SpliceGrapher Quick Start Guide

Downloading and Installation

  • You may download SpliceGrapher from Sourceforge
  • Requires PyML version 0.7.9 or higher for classifying splice sites.
  • Requires matplotlib version 1.1.0 or higher for the extensive graphics tools.
  • The optional IsoLasso pipeline requires IsoLasso version 2.6.1 or higher, along with the gtfToGenePred and genePredToBed programs from UCSC
  • The optional PSGInfer pipeline requires PSGInfer version 1.1.3

Currently Unix/Linux and Mac OS-X are supported. A setup.py script is provided so installation is standard for python:

python setup.py build
python setup.py install

To check that SpliceGrapher is installed correctly, run the python interpreter and type the following:

>>> import SpliceGrapher
>>> SpliceGrapher.__version__
'0.2.3'

To test your installation more thoroughly, use the test script in the SpliceGrapher examples sub-directory:

cd examples
run_tests.sh

Filtering Alignments

SpliceGrapher uses highly accurate splice-site models to filter output from popular spliced alignment tools such as TopHat and MapSplice by removing potentially spurious novel junctions (see our publication in Genome Biology for details). We provide a simple script to do this:

sam_filter.py SAM-file classifiers -f FASTA-reference -m gene-models -o output-SAM
  • SAM-file is the input spliced alignment file that you wish to filter.
  • classifiers are input zip archives that contain organism-specific classifier data. We provide pre-built classifiers for over 100 organisms in the classifiers sub-directory.
  • FASTA-reference is the input reference genome that was used for the alignments.
  • gene-models are the gene models (GTF or GFF3 format) that correspond to the reference genome.

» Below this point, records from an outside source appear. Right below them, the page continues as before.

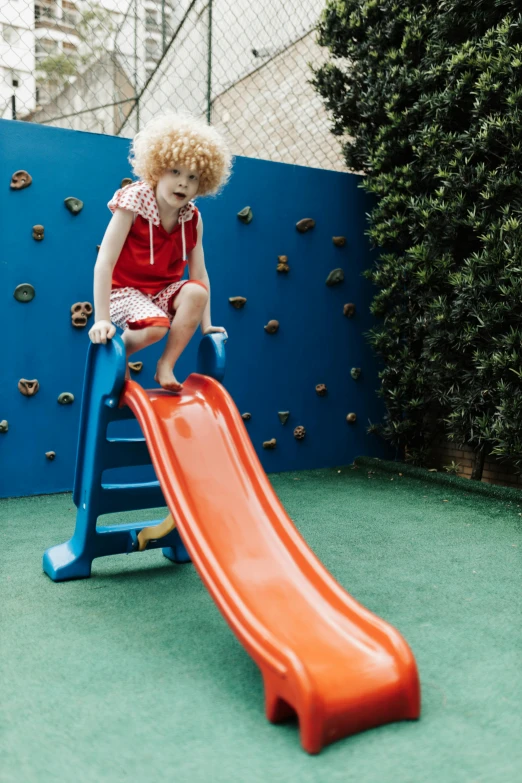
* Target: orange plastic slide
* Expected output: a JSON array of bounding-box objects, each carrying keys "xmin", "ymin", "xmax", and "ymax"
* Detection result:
[{"xmin": 120, "ymin": 374, "xmax": 420, "ymax": 753}]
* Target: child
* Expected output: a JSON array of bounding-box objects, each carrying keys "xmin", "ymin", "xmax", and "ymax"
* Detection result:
[{"xmin": 89, "ymin": 114, "xmax": 231, "ymax": 391}]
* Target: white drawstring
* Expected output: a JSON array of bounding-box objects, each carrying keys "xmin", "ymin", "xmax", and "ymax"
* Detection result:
[{"xmin": 149, "ymin": 211, "xmax": 187, "ymax": 264}]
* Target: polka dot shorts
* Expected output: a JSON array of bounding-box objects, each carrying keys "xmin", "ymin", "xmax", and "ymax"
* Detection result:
[{"xmin": 110, "ymin": 280, "xmax": 207, "ymax": 329}]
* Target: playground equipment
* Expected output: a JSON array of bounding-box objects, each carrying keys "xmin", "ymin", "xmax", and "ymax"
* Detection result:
[{"xmin": 43, "ymin": 334, "xmax": 420, "ymax": 753}]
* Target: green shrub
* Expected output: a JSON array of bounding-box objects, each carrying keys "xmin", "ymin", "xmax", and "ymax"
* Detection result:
[{"xmin": 313, "ymin": 0, "xmax": 522, "ymax": 478}]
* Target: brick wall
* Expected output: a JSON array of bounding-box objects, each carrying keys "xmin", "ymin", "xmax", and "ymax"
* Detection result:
[{"xmin": 422, "ymin": 436, "xmax": 522, "ymax": 489}]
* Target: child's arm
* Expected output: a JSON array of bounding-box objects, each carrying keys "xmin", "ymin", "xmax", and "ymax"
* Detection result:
[
  {"xmin": 188, "ymin": 213, "xmax": 225, "ymax": 334},
  {"xmin": 89, "ymin": 209, "xmax": 133, "ymax": 343}
]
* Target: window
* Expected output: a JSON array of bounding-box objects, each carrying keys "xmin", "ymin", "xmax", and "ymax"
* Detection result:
[
  {"xmin": 62, "ymin": 10, "xmax": 80, "ymax": 27},
  {"xmin": 145, "ymin": 11, "xmax": 158, "ymax": 30},
  {"xmin": 2, "ymin": 24, "xmax": 20, "ymax": 46},
  {"xmin": 34, "ymin": 38, "xmax": 60, "ymax": 58},
  {"xmin": 34, "ymin": 0, "xmax": 56, "ymax": 21},
  {"xmin": 145, "ymin": 38, "xmax": 159, "ymax": 60}
]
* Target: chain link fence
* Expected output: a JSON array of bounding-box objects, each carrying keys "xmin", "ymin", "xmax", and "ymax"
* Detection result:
[{"xmin": 0, "ymin": 0, "xmax": 345, "ymax": 171}]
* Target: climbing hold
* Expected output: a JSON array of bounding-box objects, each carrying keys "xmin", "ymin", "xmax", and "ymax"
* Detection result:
[
  {"xmin": 71, "ymin": 302, "xmax": 93, "ymax": 329},
  {"xmin": 18, "ymin": 378, "xmax": 40, "ymax": 397},
  {"xmin": 264, "ymin": 321, "xmax": 279, "ymax": 334},
  {"xmin": 295, "ymin": 218, "xmax": 315, "ymax": 234},
  {"xmin": 277, "ymin": 256, "xmax": 290, "ymax": 272},
  {"xmin": 326, "ymin": 269, "xmax": 344, "ymax": 285},
  {"xmin": 13, "ymin": 283, "xmax": 35, "ymax": 302},
  {"xmin": 237, "ymin": 207, "xmax": 254, "ymax": 223},
  {"xmin": 228, "ymin": 296, "xmax": 246, "ymax": 310},
  {"xmin": 11, "ymin": 169, "xmax": 33, "ymax": 190},
  {"xmin": 63, "ymin": 196, "xmax": 83, "ymax": 215}
]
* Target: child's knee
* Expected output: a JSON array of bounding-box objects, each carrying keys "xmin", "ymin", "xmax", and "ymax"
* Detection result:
[
  {"xmin": 187, "ymin": 284, "xmax": 208, "ymax": 308},
  {"xmin": 143, "ymin": 326, "xmax": 169, "ymax": 343}
]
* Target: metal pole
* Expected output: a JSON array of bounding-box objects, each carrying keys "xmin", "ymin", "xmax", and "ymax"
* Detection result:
[
  {"xmin": 161, "ymin": 0, "xmax": 167, "ymax": 54},
  {"xmin": 207, "ymin": 0, "xmax": 212, "ymax": 125},
  {"xmin": 134, "ymin": 0, "xmax": 140, "ymax": 130}
]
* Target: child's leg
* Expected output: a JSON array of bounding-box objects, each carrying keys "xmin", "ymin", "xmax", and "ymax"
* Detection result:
[
  {"xmin": 154, "ymin": 283, "xmax": 208, "ymax": 391},
  {"xmin": 122, "ymin": 326, "xmax": 168, "ymax": 379},
  {"xmin": 110, "ymin": 288, "xmax": 170, "ymax": 378}
]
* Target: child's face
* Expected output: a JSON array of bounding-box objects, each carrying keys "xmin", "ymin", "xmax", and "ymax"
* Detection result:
[{"xmin": 156, "ymin": 164, "xmax": 199, "ymax": 209}]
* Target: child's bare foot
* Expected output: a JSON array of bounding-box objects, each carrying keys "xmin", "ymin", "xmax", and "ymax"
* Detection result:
[{"xmin": 154, "ymin": 362, "xmax": 183, "ymax": 391}]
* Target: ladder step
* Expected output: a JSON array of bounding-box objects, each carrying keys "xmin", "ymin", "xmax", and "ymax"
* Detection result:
[
  {"xmin": 96, "ymin": 481, "xmax": 162, "ymax": 514},
  {"xmin": 102, "ymin": 438, "xmax": 151, "ymax": 470}
]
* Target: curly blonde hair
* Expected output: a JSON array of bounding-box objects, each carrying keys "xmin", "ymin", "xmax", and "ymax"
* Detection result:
[{"xmin": 129, "ymin": 112, "xmax": 232, "ymax": 196}]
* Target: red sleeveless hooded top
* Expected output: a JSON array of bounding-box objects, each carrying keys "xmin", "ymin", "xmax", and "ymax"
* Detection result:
[{"xmin": 107, "ymin": 181, "xmax": 199, "ymax": 294}]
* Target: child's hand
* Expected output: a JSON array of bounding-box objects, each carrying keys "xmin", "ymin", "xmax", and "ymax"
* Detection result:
[
  {"xmin": 203, "ymin": 326, "xmax": 226, "ymax": 334},
  {"xmin": 89, "ymin": 321, "xmax": 116, "ymax": 344}
]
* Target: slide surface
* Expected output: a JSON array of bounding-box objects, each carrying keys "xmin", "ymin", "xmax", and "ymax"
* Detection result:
[{"xmin": 120, "ymin": 374, "xmax": 420, "ymax": 753}]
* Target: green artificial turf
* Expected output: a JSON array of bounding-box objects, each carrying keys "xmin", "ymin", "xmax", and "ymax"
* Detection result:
[{"xmin": 0, "ymin": 460, "xmax": 522, "ymax": 783}]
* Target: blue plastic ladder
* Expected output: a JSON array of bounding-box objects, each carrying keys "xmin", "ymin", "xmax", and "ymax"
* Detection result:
[{"xmin": 43, "ymin": 333, "xmax": 227, "ymax": 582}]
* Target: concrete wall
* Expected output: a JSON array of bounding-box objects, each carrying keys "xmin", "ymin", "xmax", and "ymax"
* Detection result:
[{"xmin": 0, "ymin": 121, "xmax": 392, "ymax": 497}]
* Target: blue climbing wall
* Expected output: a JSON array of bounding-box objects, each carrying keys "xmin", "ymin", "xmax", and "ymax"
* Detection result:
[{"xmin": 0, "ymin": 120, "xmax": 393, "ymax": 497}]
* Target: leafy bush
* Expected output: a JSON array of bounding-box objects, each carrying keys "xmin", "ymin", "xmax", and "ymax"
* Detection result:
[{"xmin": 313, "ymin": 0, "xmax": 522, "ymax": 478}]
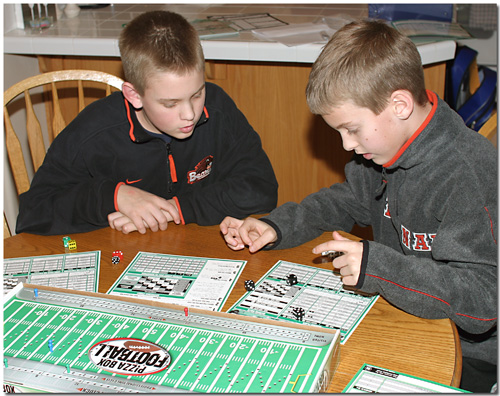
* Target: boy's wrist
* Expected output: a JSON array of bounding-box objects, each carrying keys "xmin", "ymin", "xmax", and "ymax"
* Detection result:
[
  {"xmin": 259, "ymin": 217, "xmax": 282, "ymax": 250},
  {"xmin": 354, "ymin": 239, "xmax": 370, "ymax": 289}
]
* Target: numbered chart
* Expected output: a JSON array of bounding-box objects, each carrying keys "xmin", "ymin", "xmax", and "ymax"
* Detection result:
[
  {"xmin": 3, "ymin": 251, "xmax": 101, "ymax": 293},
  {"xmin": 229, "ymin": 261, "xmax": 378, "ymax": 344},
  {"xmin": 108, "ymin": 252, "xmax": 246, "ymax": 311}
]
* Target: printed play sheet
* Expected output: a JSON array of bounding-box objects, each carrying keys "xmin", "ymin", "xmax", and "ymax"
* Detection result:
[
  {"xmin": 342, "ymin": 364, "xmax": 469, "ymax": 394},
  {"xmin": 229, "ymin": 260, "xmax": 378, "ymax": 344},
  {"xmin": 3, "ymin": 251, "xmax": 101, "ymax": 294},
  {"xmin": 107, "ymin": 252, "xmax": 246, "ymax": 311}
]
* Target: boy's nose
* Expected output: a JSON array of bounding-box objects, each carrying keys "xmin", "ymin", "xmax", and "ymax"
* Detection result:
[
  {"xmin": 342, "ymin": 136, "xmax": 358, "ymax": 151},
  {"xmin": 181, "ymin": 103, "xmax": 194, "ymax": 121}
]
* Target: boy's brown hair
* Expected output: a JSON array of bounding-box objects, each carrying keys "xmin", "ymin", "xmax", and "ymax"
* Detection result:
[
  {"xmin": 306, "ymin": 20, "xmax": 428, "ymax": 115},
  {"xmin": 119, "ymin": 11, "xmax": 205, "ymax": 95}
]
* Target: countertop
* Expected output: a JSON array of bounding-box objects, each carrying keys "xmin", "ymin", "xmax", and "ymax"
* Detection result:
[{"xmin": 4, "ymin": 4, "xmax": 456, "ymax": 65}]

For example, reads aligned to the GRCh37 version of the H. sapiens genome with TopHat could be filtered as follows:

sam_filter.py accepted_hits.sam Homo_sapiens.zip -f Homo_sapiens.GRCh37.68.dna.toplevel.fa -m Homo_sapiens.GRCh37.68.gtf -o filtered.sam

Predicting Splice Graphs

SpliceGrapher’s primary objective is to predict splice graphs, which is accomplished using the program predict_graphs.py. It can combine evidence provided by gene models, EST alignments and NGS alignments to predict splice forms for a gene. The most common approach is to use NGS alignments:

predict_graphs.py SAM-file -d prediction-directory

For example, assuming reads have been filtered as outlined in the H. sapiens example above, one could make predictions for all human genes as follows:

predict_graphs.py filtered.sam -m Homo_sapiens.GRCh37.68.gtf -d predicted

Splice graphs are stored in the predicted directory, organized by chromosome. For example, the output graph for the gene SLC35B2 from chromosome 6 would appear in the file predicted/6/SLC35B2.gff. The splice graph output GFF format is used by all of SpliceGrapher’s plotting and viewing tools.

Viewing Splice Graphs

To view one or more splice graphs, use the view_splicegraphs.py script. For example, to view the graph stored in SLC35B2.gff, simply enter:

view_splicegraphs.py SLC35B2.gff

This produces a figure of the splice graph with minimal annotations, but the script also provides options for adding details to the figures. Also see the plotter.py tool that provides facilities for plotting publication-quality figures.

Additional Information

See the User’s Guide for more details on these and other scripts. See our publication in Genome Biology for details on our approach and our results.